L’onorevole del Pd, membro della commissione bicamerale per gli Affari regionali, stigmatizza la scelta del presidente della regione di «scaricare le proprie responsabilità su altri soggetti. Imparare dai propri errori è un umano segno di intelligenza. Constatiamo che nel giorno in cui il ministro Boccia fa ripartire la trattativa sull’autonomia, Zaia farfuglia in diretta social di inadempienza dei governi Gentiloni e Conte».

zardini«Al presidente regionale ricordo – continua Zardini – che la pre intesa firmata con l’onorevole Gianclaudio Bressa, sottosegretario del governo Gentiloni, è finora l’unico atto formale depositato e che avvia il processo di autonomia regionale. Quella firma risale alle 12.30 del 28 febbraio 2018, a pochi giorni dalle elezioni che hanno portato all’uscita del governo Gentiloni e al successivo insediamento del primo governo Conte. Visto che oggi la trattativa riparte, è palese quanto sia stata responsabilità della Lega e di Salvini nel bloccare l’intesa per non perdere 4 milioni di voti nel Mezzogiorno».
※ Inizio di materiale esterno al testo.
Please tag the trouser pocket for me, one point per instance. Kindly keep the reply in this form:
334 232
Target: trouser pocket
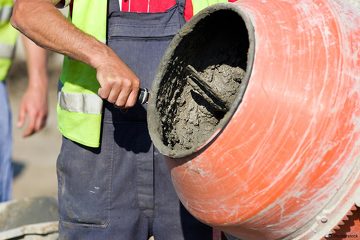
84 178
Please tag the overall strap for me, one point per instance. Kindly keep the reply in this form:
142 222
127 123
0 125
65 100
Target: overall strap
181 4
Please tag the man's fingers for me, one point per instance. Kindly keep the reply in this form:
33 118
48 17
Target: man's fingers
104 92
114 95
132 99
122 98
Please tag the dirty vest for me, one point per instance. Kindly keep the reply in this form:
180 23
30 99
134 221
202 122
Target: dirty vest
79 107
8 36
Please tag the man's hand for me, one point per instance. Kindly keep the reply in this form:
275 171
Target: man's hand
33 110
119 84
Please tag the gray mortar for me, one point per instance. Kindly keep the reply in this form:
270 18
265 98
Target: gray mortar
195 119
180 119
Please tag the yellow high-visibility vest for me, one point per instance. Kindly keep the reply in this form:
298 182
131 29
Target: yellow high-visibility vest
79 107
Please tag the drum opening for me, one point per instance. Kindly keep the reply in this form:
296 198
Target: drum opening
201 81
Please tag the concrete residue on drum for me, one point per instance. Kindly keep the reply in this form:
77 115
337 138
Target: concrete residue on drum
195 119
217 56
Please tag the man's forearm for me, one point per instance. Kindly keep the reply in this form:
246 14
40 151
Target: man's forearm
42 22
46 26
36 60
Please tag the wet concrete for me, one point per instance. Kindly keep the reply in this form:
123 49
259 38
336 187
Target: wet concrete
219 56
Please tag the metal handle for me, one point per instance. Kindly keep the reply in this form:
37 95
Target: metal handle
143 96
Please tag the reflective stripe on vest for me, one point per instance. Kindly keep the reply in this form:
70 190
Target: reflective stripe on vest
79 108
82 103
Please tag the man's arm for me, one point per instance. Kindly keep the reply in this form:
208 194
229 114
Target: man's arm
46 26
34 104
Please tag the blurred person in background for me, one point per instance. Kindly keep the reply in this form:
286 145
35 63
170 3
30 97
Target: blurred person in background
113 183
34 104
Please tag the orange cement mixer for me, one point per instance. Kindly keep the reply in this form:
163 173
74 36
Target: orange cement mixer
266 143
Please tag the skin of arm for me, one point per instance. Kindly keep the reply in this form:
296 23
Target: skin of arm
43 23
34 103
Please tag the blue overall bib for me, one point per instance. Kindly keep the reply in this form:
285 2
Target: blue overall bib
123 190
6 173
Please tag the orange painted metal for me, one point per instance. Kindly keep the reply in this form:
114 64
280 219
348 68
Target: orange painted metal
286 166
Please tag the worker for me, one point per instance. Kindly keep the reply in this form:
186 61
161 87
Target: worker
113 183
33 106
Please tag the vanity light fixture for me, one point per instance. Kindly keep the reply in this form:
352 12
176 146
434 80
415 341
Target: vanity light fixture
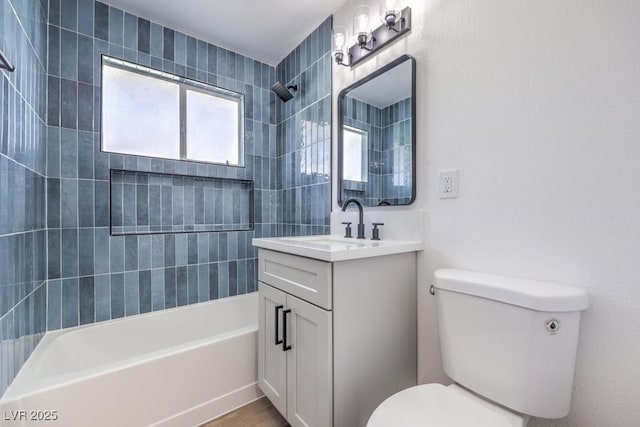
395 23
339 38
391 15
362 28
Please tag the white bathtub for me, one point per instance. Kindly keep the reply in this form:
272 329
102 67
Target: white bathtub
178 367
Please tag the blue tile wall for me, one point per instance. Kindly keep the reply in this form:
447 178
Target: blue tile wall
366 117
60 265
143 203
94 276
390 151
396 124
304 137
22 184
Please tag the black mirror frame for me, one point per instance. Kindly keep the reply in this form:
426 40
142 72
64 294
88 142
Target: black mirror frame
343 93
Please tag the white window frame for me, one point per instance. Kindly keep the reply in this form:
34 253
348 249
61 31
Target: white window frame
364 156
184 85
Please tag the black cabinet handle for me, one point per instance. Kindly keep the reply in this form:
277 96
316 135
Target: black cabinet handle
278 341
285 346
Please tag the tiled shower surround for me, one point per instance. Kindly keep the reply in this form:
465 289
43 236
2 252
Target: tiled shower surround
94 275
304 137
23 26
65 268
143 203
389 151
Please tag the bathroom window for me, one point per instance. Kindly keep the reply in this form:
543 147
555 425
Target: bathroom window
146 112
355 156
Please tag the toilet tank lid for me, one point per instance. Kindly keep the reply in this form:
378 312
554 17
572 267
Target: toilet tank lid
531 294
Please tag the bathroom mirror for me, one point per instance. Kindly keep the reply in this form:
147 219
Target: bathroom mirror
376 136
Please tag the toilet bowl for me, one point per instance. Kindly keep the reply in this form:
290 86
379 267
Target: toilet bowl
442 406
508 344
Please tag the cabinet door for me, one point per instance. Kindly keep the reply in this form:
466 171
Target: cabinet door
309 365
272 360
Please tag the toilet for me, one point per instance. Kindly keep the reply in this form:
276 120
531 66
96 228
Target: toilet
508 344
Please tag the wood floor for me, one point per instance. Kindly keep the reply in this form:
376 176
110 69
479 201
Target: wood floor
260 413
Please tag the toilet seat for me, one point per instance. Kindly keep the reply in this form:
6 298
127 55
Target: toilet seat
440 406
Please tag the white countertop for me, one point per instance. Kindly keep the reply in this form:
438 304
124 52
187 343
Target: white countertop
336 248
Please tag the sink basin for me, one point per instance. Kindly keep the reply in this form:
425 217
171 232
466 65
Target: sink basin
336 248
«Ora, ci aspetteremmo dal presidente del Veneto un comportamento maturo, da adulto, di chi sa di avere un’opportunità davvero grande e altrettanta responsabilità. Invece di perdere tempo sui social, si metta a studiare con il ministro Boccia e con gli altri colleghi di Emilia Romagna e Lombardia per dare al Veneto e ai veneti l’autonomia che la Costituzione prevede dal lontano 2001. Battere i piedi, fare i capricci e chiedere gli unicorni non porterà ad alcun risultato perché, come ogni cinquantenne dovrebbe ormai sapere, gli unicorni non esistono».

Il comunicato della delegazione

La delegazione trattante della Regione del Veneto nel negoziato per il riconoscimento dell’autonomia differenziata, comunica: «Questa mattina si è tenuto l’incontro al Dipartimento degli Affari Regionali, a Roma, per la ripresa del negoziato sull’autonomia differenziata del Veneto, ex art. 116, III comma della Costituzione, alla presenza del capo dipartimento dott.ssa Elisa Grande, del Consigliere del Ministro, Antonio Ilacqua, e del Capo di Gabinetto, Francesco Rana».

«L’approccio è stato collaborativo e improntato a pragmaticità e operatività. Si è condiviso di partire con una analisi comparata dei due testi della intesa (testo del Veneto del 23 settembre e testo ministeriale del 7 ottobre), allo scopo di evidenziare, innanzitutto, le parti sulle quali esiste una prima condivisione di contenuti».

«Si è, quindi, concordato il metodo di lavoro e programmato un prossimo incontro per mercoledì 30 ottobre, al fine di proseguire con l’esame delle richieste regionali. Il confronto sui contenuti della bozza della Regione del Veneto si svolgerà in parallelo alla predisposizione del disegno di legge “quadro” che, è stato confermato, il Ministro vuole portare all’approvazione del Parlamento entro fine anno».

«In riferimento al testo del disegno di legge “quadro” è stato garantito il coinvolgimento della Regione del Veneto, così come delle altre due Regioni che hanno già avviato il percorso per il riconoscimento dell’autonomia differenziata, prima del passaggio in Conferenza Stato-Regioni».